Its future revenues of all kind in China (including its new Android-driven smart phones) could be far more substantial in a dominant global market so big that smaller competitors there means reap huge rewards.

With that in mind, here are some hefty long-term considerations as Google determines its next move in China:

  • Scuttling its own business fortunes in China, directly or indirectly, will prevent Google from benefiting from the eventual fallout from an inevitable showdown between the US and China. With Washington’s increasing anger over China’s currency manipulation and the Chinese regulators growing more aggressive, a damaging trade war could yield some positive considerations. Google has encouraged the US government to take a stronger stand against increasing Chinese surveillance and hacking of corporate websites.
  • China’s explosive growth in mobile Internet trumps every global opportunity. Google clearly does not want to turns its back on nearly 400 million Internet users in China, up 50 percent from 2008, more than one-third of the world and already more than entire U.S. population. About two-thirds of Chinese Internet access occurs on hand-held devices. Mobile subscribers are expected to nearly double to nearly $1.2 billion users by 2013, boosting penetration levels to 86 percent.

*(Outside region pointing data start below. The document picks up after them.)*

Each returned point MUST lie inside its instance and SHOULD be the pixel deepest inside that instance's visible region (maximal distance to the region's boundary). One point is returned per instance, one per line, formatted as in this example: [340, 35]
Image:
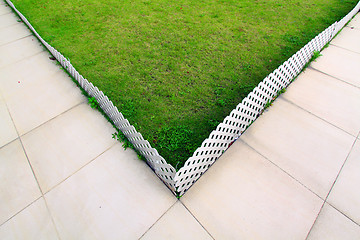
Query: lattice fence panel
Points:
[165, 171]
[346, 19]
[246, 112]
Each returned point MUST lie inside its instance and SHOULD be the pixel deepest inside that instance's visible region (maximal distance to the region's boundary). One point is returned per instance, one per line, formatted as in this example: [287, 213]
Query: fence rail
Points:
[226, 132]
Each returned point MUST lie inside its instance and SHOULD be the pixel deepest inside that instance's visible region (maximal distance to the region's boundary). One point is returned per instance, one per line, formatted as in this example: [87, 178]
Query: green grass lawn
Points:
[175, 69]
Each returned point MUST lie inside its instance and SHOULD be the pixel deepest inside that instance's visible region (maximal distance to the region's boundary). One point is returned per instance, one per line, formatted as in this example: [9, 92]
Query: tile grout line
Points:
[277, 166]
[158, 219]
[53, 118]
[33, 172]
[307, 111]
[343, 214]
[196, 219]
[36, 126]
[332, 186]
[317, 70]
[1, 224]
[11, 25]
[86, 164]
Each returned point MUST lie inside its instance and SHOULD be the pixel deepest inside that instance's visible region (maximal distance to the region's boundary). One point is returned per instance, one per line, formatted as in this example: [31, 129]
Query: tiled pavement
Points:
[294, 174]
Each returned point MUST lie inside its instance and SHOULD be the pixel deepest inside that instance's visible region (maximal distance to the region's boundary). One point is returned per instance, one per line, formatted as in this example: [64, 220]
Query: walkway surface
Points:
[294, 174]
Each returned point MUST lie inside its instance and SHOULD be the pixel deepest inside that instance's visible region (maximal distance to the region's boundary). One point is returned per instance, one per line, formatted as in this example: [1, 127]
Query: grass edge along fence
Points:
[226, 132]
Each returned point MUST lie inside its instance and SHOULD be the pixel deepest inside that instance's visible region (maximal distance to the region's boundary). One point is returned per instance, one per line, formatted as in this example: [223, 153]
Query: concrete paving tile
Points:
[4, 9]
[348, 38]
[345, 194]
[7, 20]
[115, 195]
[63, 145]
[19, 50]
[244, 196]
[331, 224]
[35, 96]
[330, 99]
[12, 33]
[7, 129]
[177, 223]
[355, 22]
[18, 187]
[34, 222]
[308, 148]
[339, 63]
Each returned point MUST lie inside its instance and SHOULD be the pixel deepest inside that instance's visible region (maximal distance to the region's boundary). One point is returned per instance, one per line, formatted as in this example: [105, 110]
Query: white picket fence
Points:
[226, 132]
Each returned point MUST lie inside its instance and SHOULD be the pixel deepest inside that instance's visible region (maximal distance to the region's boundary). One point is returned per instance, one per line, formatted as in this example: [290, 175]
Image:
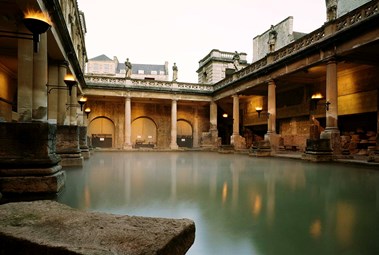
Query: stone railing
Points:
[96, 81]
[344, 22]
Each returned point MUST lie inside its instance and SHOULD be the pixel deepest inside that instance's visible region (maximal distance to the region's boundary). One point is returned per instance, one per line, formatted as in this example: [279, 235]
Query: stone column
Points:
[62, 94]
[271, 108]
[173, 145]
[236, 140]
[196, 129]
[73, 108]
[213, 115]
[236, 118]
[40, 73]
[25, 80]
[331, 131]
[128, 124]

  • What McKinsey & Company refers to as the Chinese “obsession” with the Internet will generate close to $4 billion in online advertising revenue in 2010, growing at 36 percent and doubling to $8 billion by 2013, according to eMarketer.

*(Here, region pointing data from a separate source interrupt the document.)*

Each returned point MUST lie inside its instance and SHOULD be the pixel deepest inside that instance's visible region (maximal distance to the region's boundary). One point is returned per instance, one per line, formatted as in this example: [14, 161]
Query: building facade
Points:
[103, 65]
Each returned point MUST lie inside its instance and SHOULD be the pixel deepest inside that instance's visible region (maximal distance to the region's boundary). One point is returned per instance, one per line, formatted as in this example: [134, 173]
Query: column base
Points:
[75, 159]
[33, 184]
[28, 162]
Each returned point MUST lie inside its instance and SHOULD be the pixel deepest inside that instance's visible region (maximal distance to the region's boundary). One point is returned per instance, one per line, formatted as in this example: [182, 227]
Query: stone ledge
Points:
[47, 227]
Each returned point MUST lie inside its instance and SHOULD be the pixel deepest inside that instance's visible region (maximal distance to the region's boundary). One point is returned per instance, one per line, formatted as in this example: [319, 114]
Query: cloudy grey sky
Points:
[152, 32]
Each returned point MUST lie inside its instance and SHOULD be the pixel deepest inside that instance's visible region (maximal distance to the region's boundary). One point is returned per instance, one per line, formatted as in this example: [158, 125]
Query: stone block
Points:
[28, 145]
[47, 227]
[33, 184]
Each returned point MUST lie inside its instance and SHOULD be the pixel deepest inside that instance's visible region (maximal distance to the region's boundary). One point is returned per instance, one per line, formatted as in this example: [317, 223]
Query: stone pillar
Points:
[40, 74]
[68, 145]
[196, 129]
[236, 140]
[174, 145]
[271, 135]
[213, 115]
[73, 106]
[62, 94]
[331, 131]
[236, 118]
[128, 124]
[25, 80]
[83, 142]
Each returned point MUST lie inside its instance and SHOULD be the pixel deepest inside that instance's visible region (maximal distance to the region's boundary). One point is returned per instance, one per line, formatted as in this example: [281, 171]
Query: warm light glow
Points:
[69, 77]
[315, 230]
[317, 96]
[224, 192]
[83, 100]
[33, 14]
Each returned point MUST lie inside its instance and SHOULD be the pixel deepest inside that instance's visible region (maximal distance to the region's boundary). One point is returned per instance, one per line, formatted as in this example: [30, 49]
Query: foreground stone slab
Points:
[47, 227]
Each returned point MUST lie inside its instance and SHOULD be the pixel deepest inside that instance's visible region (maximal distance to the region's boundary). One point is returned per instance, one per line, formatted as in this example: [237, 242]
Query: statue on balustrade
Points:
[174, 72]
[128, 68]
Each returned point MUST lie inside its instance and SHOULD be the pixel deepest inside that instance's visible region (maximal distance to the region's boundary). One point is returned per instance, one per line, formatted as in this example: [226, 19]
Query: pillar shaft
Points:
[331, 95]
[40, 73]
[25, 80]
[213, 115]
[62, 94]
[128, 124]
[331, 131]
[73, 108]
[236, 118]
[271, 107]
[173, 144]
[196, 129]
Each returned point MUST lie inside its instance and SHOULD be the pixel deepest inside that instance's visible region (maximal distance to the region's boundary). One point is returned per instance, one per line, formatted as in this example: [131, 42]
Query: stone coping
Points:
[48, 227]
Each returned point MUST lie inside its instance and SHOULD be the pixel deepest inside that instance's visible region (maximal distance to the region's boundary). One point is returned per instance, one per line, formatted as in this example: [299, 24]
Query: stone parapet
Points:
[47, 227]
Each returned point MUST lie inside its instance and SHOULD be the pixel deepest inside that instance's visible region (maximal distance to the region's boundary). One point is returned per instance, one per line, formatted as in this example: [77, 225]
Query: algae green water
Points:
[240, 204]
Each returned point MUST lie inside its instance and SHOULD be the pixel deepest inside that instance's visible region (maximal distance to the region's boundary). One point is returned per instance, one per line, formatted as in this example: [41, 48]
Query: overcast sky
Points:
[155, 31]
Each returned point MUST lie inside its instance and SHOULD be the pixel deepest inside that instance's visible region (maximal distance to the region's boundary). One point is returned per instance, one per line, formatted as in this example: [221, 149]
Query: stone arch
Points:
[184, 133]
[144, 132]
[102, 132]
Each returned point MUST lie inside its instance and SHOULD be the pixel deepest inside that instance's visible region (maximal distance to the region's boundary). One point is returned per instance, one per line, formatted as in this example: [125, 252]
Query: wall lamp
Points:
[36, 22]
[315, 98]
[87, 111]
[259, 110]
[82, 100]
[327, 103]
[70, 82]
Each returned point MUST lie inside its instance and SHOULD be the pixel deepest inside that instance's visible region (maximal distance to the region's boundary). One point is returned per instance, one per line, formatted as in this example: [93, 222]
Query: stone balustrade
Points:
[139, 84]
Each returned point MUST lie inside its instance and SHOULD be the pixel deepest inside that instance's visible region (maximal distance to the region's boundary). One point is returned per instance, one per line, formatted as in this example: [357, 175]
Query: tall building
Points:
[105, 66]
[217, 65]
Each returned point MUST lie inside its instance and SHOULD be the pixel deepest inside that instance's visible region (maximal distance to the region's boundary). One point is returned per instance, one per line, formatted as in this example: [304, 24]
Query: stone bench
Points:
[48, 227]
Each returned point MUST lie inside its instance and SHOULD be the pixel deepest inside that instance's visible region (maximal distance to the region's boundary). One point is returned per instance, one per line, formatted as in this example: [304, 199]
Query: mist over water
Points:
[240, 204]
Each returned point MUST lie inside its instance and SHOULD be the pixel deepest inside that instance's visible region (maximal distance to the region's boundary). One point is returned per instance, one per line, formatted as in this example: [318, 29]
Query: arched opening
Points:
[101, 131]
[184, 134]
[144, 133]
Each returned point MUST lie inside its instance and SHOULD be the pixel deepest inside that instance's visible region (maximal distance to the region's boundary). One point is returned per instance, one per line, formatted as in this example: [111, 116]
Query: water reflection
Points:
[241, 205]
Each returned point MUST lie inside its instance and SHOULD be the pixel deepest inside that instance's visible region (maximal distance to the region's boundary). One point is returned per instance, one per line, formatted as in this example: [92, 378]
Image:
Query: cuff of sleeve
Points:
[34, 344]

  • Asian-Pacific e-commerce is growing at 23 percent annually to nearly $170 billion in 2011, a big chunk of which will be from China, according to e-Marketer. China’s estimated $43 billion in online retail and e-commerce revenues in 2010 will more than triple to $141 billion by 2013, according to iResearch. Retail sales were more than $1.6 trillion at the start of 2009.
  • China’s Internet users living in the 60 largest cities spend 70 percent of their leisure time on the Web. More than 70 percent of Internet users age 16 to 54 have created a social network profile.

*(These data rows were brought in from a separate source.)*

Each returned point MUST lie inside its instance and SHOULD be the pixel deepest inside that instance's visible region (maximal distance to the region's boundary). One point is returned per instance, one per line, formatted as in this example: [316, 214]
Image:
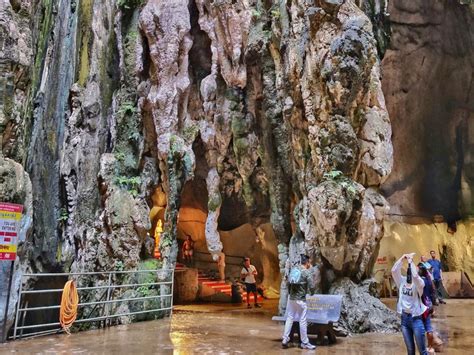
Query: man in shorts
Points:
[188, 249]
[247, 275]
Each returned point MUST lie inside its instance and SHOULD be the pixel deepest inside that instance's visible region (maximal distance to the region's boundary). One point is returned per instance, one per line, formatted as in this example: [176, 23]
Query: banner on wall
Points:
[10, 216]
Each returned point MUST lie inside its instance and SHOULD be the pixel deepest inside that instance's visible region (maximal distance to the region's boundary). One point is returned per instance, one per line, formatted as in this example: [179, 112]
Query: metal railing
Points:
[104, 295]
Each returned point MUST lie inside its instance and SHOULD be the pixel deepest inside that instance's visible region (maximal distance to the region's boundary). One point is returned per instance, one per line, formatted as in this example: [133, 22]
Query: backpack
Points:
[295, 275]
[242, 278]
[426, 300]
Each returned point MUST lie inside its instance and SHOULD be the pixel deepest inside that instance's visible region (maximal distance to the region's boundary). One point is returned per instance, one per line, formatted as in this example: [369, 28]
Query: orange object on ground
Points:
[69, 302]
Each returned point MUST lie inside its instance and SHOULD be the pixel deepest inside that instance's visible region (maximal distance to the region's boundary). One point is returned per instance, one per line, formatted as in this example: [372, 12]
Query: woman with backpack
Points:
[300, 283]
[426, 298]
[410, 306]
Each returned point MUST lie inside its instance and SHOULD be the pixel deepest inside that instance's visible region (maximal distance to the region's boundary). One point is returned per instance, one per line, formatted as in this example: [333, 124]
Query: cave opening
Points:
[198, 279]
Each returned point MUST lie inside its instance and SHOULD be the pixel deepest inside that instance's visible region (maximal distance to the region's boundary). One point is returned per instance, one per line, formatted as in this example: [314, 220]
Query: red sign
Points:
[10, 216]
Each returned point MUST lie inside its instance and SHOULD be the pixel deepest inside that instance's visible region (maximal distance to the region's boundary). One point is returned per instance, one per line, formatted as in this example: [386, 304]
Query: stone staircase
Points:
[215, 290]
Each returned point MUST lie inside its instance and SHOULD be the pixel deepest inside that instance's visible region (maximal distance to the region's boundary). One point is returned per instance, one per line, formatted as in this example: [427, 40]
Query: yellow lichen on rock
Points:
[456, 250]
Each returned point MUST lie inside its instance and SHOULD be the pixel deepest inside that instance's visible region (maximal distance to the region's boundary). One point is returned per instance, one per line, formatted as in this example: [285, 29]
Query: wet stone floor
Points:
[225, 329]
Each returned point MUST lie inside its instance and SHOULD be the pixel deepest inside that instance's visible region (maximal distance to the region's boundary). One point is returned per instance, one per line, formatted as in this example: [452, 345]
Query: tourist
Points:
[437, 276]
[429, 276]
[247, 275]
[188, 249]
[221, 265]
[427, 301]
[410, 306]
[300, 283]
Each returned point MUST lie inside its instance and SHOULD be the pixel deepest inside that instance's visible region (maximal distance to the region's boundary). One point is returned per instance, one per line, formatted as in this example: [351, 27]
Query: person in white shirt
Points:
[410, 306]
[247, 275]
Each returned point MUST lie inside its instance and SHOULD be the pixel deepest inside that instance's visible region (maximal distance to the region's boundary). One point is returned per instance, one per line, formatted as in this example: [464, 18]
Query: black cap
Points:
[304, 258]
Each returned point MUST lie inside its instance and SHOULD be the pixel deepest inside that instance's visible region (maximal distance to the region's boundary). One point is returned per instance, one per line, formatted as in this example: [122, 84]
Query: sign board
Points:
[10, 216]
[324, 308]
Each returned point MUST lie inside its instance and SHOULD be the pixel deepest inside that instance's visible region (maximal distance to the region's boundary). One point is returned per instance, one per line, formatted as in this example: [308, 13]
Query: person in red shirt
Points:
[188, 249]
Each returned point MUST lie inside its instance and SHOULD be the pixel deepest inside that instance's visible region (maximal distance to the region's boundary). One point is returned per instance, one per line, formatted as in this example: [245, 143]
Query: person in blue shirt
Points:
[437, 275]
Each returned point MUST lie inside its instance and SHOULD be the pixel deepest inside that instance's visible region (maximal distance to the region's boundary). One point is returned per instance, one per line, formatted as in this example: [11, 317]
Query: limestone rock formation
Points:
[431, 111]
[240, 112]
[362, 312]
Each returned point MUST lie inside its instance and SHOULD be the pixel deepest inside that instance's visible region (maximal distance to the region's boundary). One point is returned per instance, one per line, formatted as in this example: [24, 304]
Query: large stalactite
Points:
[274, 109]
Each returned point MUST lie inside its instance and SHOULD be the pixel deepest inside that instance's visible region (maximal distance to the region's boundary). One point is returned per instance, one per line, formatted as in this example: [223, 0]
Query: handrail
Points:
[94, 273]
[107, 312]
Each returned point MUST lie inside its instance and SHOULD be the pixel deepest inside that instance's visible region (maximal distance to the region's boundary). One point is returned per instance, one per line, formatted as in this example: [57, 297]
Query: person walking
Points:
[427, 299]
[247, 275]
[300, 283]
[188, 249]
[410, 306]
[221, 266]
[437, 276]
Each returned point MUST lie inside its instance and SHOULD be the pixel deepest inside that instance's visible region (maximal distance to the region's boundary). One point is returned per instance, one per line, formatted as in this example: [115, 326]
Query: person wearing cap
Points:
[410, 306]
[427, 298]
[296, 307]
[437, 276]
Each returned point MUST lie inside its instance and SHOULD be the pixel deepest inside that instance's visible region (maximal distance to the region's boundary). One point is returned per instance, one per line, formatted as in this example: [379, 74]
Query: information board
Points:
[10, 216]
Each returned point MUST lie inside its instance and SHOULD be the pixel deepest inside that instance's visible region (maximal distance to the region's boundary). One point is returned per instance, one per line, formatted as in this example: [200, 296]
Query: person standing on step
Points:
[437, 276]
[247, 275]
[410, 306]
[300, 283]
[221, 265]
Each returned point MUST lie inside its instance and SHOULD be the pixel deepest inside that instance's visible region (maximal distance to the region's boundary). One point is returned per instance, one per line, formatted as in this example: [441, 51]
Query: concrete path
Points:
[226, 329]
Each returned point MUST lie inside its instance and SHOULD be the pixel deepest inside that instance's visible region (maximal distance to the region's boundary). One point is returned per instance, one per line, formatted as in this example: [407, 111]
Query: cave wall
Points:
[271, 109]
[428, 86]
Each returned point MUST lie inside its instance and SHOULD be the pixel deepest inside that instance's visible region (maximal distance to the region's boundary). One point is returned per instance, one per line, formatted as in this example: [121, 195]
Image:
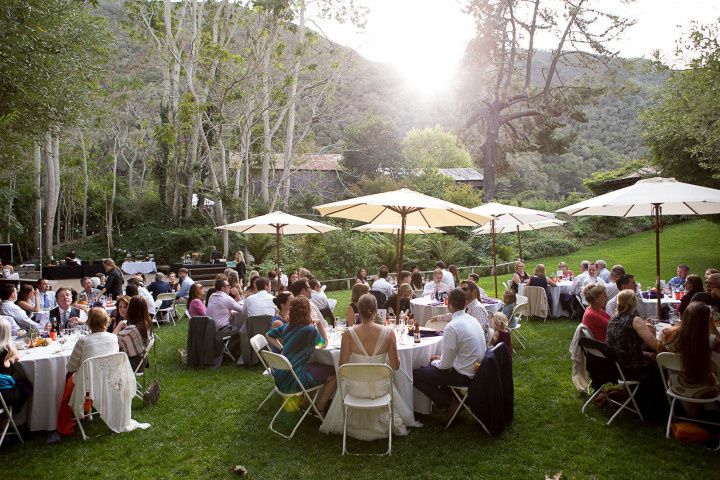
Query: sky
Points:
[425, 39]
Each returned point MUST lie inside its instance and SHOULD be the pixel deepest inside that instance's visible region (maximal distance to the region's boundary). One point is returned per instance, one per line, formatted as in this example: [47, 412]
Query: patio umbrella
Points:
[406, 208]
[508, 218]
[654, 197]
[278, 223]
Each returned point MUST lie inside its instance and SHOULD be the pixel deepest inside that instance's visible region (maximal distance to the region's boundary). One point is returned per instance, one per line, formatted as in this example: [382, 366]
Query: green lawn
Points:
[206, 420]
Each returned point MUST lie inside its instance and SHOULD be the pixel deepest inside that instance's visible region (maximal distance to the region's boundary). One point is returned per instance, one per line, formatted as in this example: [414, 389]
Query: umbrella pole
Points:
[492, 226]
[519, 242]
[656, 207]
[277, 257]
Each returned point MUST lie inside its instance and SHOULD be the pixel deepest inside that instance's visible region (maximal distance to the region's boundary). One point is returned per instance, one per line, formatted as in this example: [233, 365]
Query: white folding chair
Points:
[517, 314]
[366, 373]
[4, 409]
[461, 394]
[630, 387]
[167, 314]
[278, 362]
[258, 344]
[139, 370]
[668, 361]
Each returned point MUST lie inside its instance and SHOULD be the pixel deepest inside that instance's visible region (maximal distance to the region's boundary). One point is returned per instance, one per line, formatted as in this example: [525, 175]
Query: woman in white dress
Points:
[356, 343]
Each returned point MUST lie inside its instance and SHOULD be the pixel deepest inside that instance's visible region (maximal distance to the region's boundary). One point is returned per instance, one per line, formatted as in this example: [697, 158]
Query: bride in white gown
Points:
[356, 342]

  • As the dominant content aggregater, Google inability to participate in China’s Internet growth will be the loss of many US-based publishers and video producers, which want a piece of the action. Google CEO Eric Schmidt concedes that in five years, Chinese language content will exceed English language content on the Web. Google’s search engine, Android operating system and other endeavors will help to keep English language content in the game.
  • Other US multinationals such as IBM (IBM), Dell (DELL), and Coca-Cola (KO) succeed by embracing a more “one-world” approach by investing in and integrating their China footprint with the remainder of their global operations, according to Booz & Company’s strategy + business. Why bother? More than half of US-based company in China have report their operations there post higher margins than their worldwide averages.
  • As is evident with the meteoric rise of Baidu, the new China is adept at learning from western companies and matching them, with their authoritarian government’s blessing. “The next five to 10 years will see the emergence of a new generation of Chinese companies, bigger and leaner, and better able to compete, and prepared to operate on a global basis,” according to strategy + business author Edward Tse. That means Google’s China problems are just beginning.